The Russian financier Vladimir Antonov has filed a formal application to Sweden’s National Debt Office to go in as the owner of Saab Automobile. This was confirmed by  the Debt Office and Antonov himself for TTELA.

“We can confirm that we received an application from Vladimir Antonov, yesterday  (Tuesday)  evening, but, because of commercial confidentiality, can not say what it contains, “said Daniel Barr, project manager for Saab at the Debt Office, to TTELA.
Even Vladimir Antonov confirmed briefly that he had submitted an application. Previously, he has declared that he wants to go in with capital of between 440-620 million SEK , so that  Saab and its parent company Spyker Cars NV can get a better buffer capital. Such money could be used in times of a liquidity crisis.
The Debt Office will process the application and submit a statement to the Government. The government will then makes a decision on the matter. The Debt Office does not comment on applications received.

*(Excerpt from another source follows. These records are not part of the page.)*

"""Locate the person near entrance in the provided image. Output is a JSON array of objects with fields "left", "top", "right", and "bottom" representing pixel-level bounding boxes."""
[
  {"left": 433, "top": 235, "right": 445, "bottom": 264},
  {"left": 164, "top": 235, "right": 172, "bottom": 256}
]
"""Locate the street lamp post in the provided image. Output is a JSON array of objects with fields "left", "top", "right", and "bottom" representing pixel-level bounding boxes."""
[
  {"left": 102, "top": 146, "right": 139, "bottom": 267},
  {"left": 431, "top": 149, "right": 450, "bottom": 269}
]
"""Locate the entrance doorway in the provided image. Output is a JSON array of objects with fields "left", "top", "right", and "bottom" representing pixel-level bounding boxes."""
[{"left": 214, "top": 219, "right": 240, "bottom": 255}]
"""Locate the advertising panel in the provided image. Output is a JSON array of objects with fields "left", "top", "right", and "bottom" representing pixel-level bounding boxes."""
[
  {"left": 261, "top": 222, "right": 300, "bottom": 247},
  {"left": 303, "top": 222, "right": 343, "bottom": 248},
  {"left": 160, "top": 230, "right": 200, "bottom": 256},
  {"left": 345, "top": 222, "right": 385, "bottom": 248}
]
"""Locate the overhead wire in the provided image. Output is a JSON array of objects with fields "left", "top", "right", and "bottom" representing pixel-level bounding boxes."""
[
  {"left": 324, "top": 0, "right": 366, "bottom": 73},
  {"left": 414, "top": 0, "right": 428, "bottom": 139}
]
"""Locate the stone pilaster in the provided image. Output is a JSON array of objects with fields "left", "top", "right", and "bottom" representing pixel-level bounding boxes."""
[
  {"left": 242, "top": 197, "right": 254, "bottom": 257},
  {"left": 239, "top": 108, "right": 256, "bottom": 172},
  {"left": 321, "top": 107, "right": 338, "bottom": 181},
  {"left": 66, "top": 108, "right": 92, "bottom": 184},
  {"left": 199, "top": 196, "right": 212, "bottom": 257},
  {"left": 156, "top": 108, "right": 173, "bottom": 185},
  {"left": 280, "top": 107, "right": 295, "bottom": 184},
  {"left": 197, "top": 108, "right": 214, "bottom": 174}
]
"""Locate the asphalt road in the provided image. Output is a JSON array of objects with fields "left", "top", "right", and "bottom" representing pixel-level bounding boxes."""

From the Spyker financial statements presented on Friday, it appears that cash flow reduced faster than expected in late 2010 partly because of  lower sales volumes and  large investments. At the end of 2010 the company had  negative equity and a working capital of 220 million euros, equivalent to almost 2 billion Swedish krona.
Vladimir Antonov and his banking group Convers Group.have submitted the  application to the Debt Office. Oleg Sukhorukov, vice president of Convers Group, would not give any additional comments.


Vladimir Aleksandrovich Antonov (born 1975) is a Russian banker, entrepreneur and investor. In 2007 Antonov’s personal wealth was estimated at $300,000,000 which ranks him as number 182 among Russian millionaires.

In February 2011, it was announced that Spyker Cars NV, the Dutch owner of Saab Automobile, agreed to sell its sports-car unit to Vladimir Antonov. Antonov, a former Spyker chairman and shareholder, is expected to pay 15 million euros ($21 million) for the company.

In 2007, Bankas Snoras acquired 29.9% of Dutch luxury automobile manufacturer, Spyker Cars, making Vladimir Antonov the single largest shareholder in the company.

In January 2010, it was reported that General Motors was preparing to sell Saab to Spyker for a nominal fee, and that the Swedish government had agreed to guarantee loans for the purchase from the European Investment Bank (EIB). If the takeover had been successful, the Saab brand and its operations would have been largely unaffected.

Antonov’s interests (29.9% of the shares) in Spyker Cars were said to have delayed the purchase of Saab Automobile in late 2009. An investigation by the Swedish monetary agency Riksgälden and the Swedish security police Säpo had allegedly found connections between the Antonov family and organized crime, as well as involvement in money laundering. Säpo reported their findings to the United States Federal Bureau of Investigation, and shortly afterwards GM stopped further talks about the deal until the Antonov family had sold their shares in Spyker Cars.

In January 2011, it was reported that GM was preparing to reverse its decision not to allow Antonov to hold a financial interest in Spyker and Saab and allow him to invest. Antonov said that he has no “connection to any criminal people” and that he had hired an investigative firm to produce evidence that he has no criminal background.

Victor Muller Spyker cars

In December 2010, it was reported by Swedish financial newspaper, Dagens Industri, that two independent reports, one of which was commissioned by the Swedish government had shown that there was no evidence that Vladimir Antonov is guilty of any of the accusations made against him. Victor Muller, CEO of Spyker Cars, also stated that he believed Vladimir Antonov to be innocent of the accusations. Following this, Antonov acquired the sportcars division of Spyker Cars NV.

Maybe this all just to get Antonov to be a “white knight riding to SAAB’s rescue” but something does not smell right.